Soundtrack album by Various artists
- Released: August 15, 1995
- Genres: EDM; electronica; techno; industrial rock; industrial metal; death metal; groove metal;
- Length: 68:28
- Label: TVT

= Mortal Kombat (1995 soundtrack) =

Mortal Kombat: Original Motion Picture Soundtrack is the compilation album that accompanied the 1995 film Mortal Kombat. Three songs by Stabbing Westward were included in the movie, but were omitted from the soundtrack: "Lost", "Lies" and "Can't Happen Here", all of which appear on the album Ungod.
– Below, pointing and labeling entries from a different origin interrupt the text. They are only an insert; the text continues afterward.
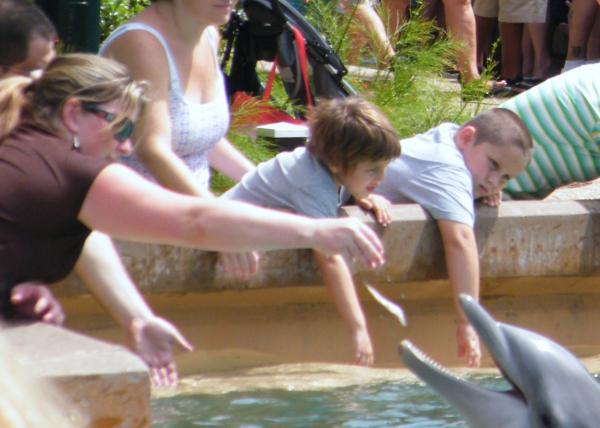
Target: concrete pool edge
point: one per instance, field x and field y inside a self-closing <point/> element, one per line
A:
<point x="539" y="269"/>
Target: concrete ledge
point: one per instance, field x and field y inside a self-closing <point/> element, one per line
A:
<point x="518" y="240"/>
<point x="539" y="266"/>
<point x="107" y="383"/>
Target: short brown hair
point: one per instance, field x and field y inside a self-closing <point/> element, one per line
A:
<point x="346" y="131"/>
<point x="501" y="127"/>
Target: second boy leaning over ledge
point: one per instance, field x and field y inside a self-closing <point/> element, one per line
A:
<point x="351" y="143"/>
<point x="444" y="170"/>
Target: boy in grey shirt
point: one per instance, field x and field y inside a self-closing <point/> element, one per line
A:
<point x="351" y="144"/>
<point x="444" y="170"/>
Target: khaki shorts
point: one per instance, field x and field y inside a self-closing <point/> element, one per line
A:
<point x="513" y="11"/>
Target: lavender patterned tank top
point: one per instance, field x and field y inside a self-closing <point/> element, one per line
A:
<point x="195" y="127"/>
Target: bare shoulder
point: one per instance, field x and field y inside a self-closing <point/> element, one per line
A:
<point x="144" y="56"/>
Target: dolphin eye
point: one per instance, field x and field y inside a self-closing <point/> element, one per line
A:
<point x="548" y="421"/>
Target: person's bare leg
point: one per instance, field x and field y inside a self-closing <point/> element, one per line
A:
<point x="376" y="33"/>
<point x="485" y="38"/>
<point x="527" y="53"/>
<point x="510" y="37"/>
<point x="581" y="21"/>
<point x="538" y="31"/>
<point x="460" y="20"/>
<point x="397" y="11"/>
<point x="593" y="47"/>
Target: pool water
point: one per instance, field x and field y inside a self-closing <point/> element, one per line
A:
<point x="374" y="405"/>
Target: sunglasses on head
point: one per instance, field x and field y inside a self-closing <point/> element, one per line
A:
<point x="123" y="133"/>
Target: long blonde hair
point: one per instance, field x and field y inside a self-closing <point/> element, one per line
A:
<point x="89" y="78"/>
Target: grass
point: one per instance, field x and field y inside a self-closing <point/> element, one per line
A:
<point x="411" y="89"/>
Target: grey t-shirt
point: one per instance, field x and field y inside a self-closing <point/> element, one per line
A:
<point x="431" y="172"/>
<point x="294" y="181"/>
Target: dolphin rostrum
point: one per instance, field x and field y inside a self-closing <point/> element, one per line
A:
<point x="550" y="387"/>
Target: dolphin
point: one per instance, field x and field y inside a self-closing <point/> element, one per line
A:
<point x="550" y="387"/>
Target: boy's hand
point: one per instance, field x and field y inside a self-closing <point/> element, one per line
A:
<point x="380" y="207"/>
<point x="240" y="265"/>
<point x="351" y="238"/>
<point x="468" y="344"/>
<point x="492" y="200"/>
<point x="34" y="300"/>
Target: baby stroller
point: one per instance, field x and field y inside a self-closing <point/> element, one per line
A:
<point x="272" y="30"/>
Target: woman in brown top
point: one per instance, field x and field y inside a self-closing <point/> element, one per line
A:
<point x="58" y="136"/>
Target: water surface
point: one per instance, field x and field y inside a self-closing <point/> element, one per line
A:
<point x="386" y="404"/>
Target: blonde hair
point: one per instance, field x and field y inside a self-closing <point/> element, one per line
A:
<point x="346" y="131"/>
<point x="89" y="78"/>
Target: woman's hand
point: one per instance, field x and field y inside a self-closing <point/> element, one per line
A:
<point x="154" y="340"/>
<point x="34" y="300"/>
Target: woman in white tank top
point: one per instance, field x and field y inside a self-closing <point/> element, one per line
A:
<point x="173" y="44"/>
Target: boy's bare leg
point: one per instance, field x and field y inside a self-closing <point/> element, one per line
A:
<point x="338" y="280"/>
<point x="462" y="260"/>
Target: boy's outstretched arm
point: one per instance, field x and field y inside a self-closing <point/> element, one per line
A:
<point x="462" y="259"/>
<point x="338" y="280"/>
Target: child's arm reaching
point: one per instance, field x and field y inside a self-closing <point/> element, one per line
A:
<point x="380" y="207"/>
<point x="462" y="260"/>
<point x="338" y="280"/>
<point x="492" y="200"/>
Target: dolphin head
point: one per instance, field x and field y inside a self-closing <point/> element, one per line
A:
<point x="550" y="386"/>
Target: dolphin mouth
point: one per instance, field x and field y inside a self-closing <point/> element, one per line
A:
<point x="491" y="335"/>
<point x="420" y="363"/>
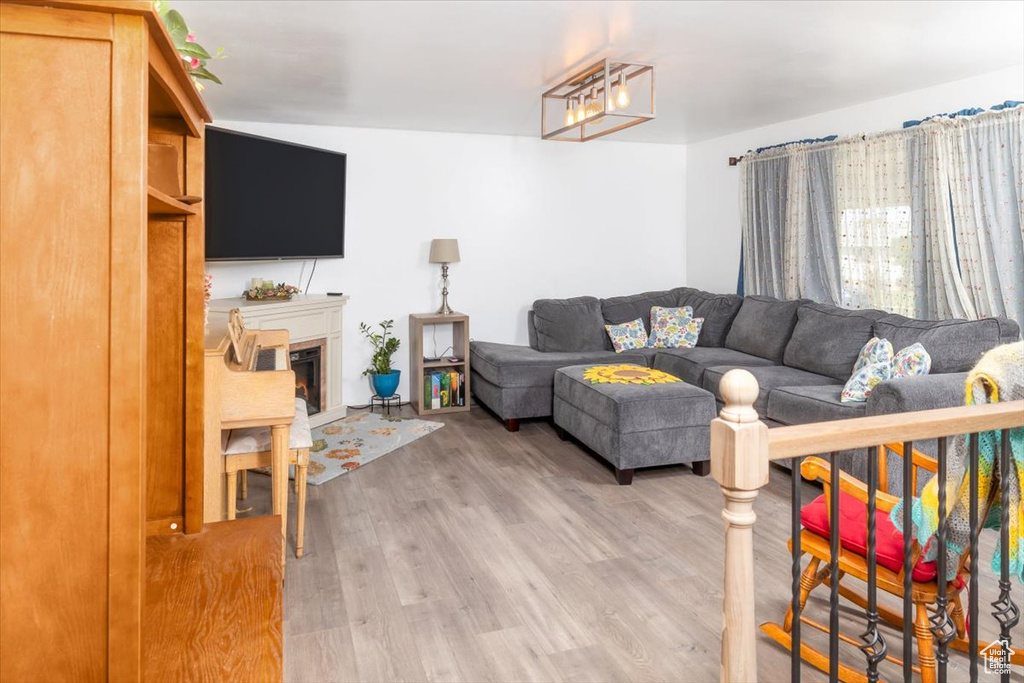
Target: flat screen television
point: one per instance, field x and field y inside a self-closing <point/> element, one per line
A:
<point x="269" y="200"/>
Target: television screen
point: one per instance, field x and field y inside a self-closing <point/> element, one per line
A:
<point x="271" y="200"/>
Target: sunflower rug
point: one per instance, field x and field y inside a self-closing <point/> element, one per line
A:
<point x="348" y="443"/>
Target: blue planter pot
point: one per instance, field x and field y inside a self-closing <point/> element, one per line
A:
<point x="386" y="385"/>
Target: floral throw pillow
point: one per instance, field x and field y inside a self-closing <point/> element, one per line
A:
<point x="911" y="361"/>
<point x="877" y="350"/>
<point x="692" y="333"/>
<point x="668" y="327"/>
<point x="863" y="380"/>
<point x="628" y="336"/>
<point x="881" y="365"/>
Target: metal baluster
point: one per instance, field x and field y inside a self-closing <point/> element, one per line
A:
<point x="875" y="644"/>
<point x="1007" y="612"/>
<point x="834" y="523"/>
<point x="975" y="530"/>
<point x="942" y="625"/>
<point x="908" y="494"/>
<point x="796" y="529"/>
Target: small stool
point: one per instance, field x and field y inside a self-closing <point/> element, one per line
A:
<point x="635" y="425"/>
<point x="250" y="447"/>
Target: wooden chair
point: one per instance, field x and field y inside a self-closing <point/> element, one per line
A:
<point x="250" y="447"/>
<point x="816" y="519"/>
Metal vocalist Burton C. Bell is the only artist on the album to appear twice; once with his primary band Fear Factory, and again with side-project GZR. The album features primarily electronic dance music (EDM) along with rock music.

Professional ratings
Review scores
| Source | Rating |
| Allmusic | Star |

==Reception==
Mortal Kombat was nominated for the Motion Picture Sound Editors, USA Golden Reel Award. It won the BMI Film & TV Awards BMI Film Music Award. The soundtrack went Platinum in less than a year reaching No. 10 on the Billboard 200, and was included in the 2011 Guinness World Records Gamer's Edition as the "most successful video game spin-off soundtrack album". It was the first electronic dance music (EDM) record to receive a Platinum certification in the United States. Its popularity inspired the album Mortal Kombat: More Kombat.

==Track listing==

Mortal Kombat
| No. | Title | Artist | Length |
|---|---|---|---|
| 1. | "A Taste of Things to Come" | George S. Clinton | 0:49 |
| 2. | "Goodbye (Demo Version)" | Gravity Kills | 3:10 |
| 3. | "Juke-Joint Jezebel (Giorgio Moroder Metropolis Mix)" | KMFDM | 5:17 |
| 4. | "Unlearn (Josh Wink's Live Mix)" | Psykosonik | 4:51 |
| 5. | "Control (Juno Reactor Instrumental)" | Traci Lords | 6:26 |
| 6. | "Halcyon + On + On" | Orbital | 9:24 |
| 7. | "Utah Saints Take on The Theme from Mortal Kombat" | Utah Saints | 3:00 |
| 8. | "The Invisible" | GZR | 3:43 |
| 9. | "Zero Signal" | Fear Factory | 5:57 |
| 10. | "Burn" | Sister Machine Gun | 4:45 |
| 11. | "Blood & Fire (Out of the Ashes Mix)" | Type O Negative | 4:28 |
| 12. | "I Reject" | Bile | 2:48 |
| 13. | "Twist the Knife (Slowly)" | Napalm Death | 2:52 |
| 14. | "What U See/We All Bleed Red" | Mutha's Day Out | 4:11 |
| 15. | "Techno Syndrome (Mortal Kombat)" | The Immortals | 3:24 |
| 16. | "Goro Vs. Art" | George S. Clinton feat. Buckethead | 2:59 |
| 17. | "Demon Warriors/Final Kombat" | George S. Clinton | 3:49 |

==Charts==

===Weekly charts===

| Chart (1995–1996) | Peak position |
|---|---|
| Australian Albums (ARIA) | 11 |
| German Albums (Offizielle Top 100) | 49 |
| Hungarian Albums (MAHASZ) | 17 |
| New Zealand Albums (RMNZ) | 6 |
| US Billboard 200 | 10 |

===Year-end charts===

| Chart (1995) | Position |
|---|---|
| US Billboard 200 | 145 |

==Certifications==

| Region | Certification | Certified units/sales |
| Canada (Music Canada) | Platinum | 100,000^{^} |
| United States (RIAA) | Platinum | 1,000,000^{^} |
^{^} Shipments figures based on certification alone.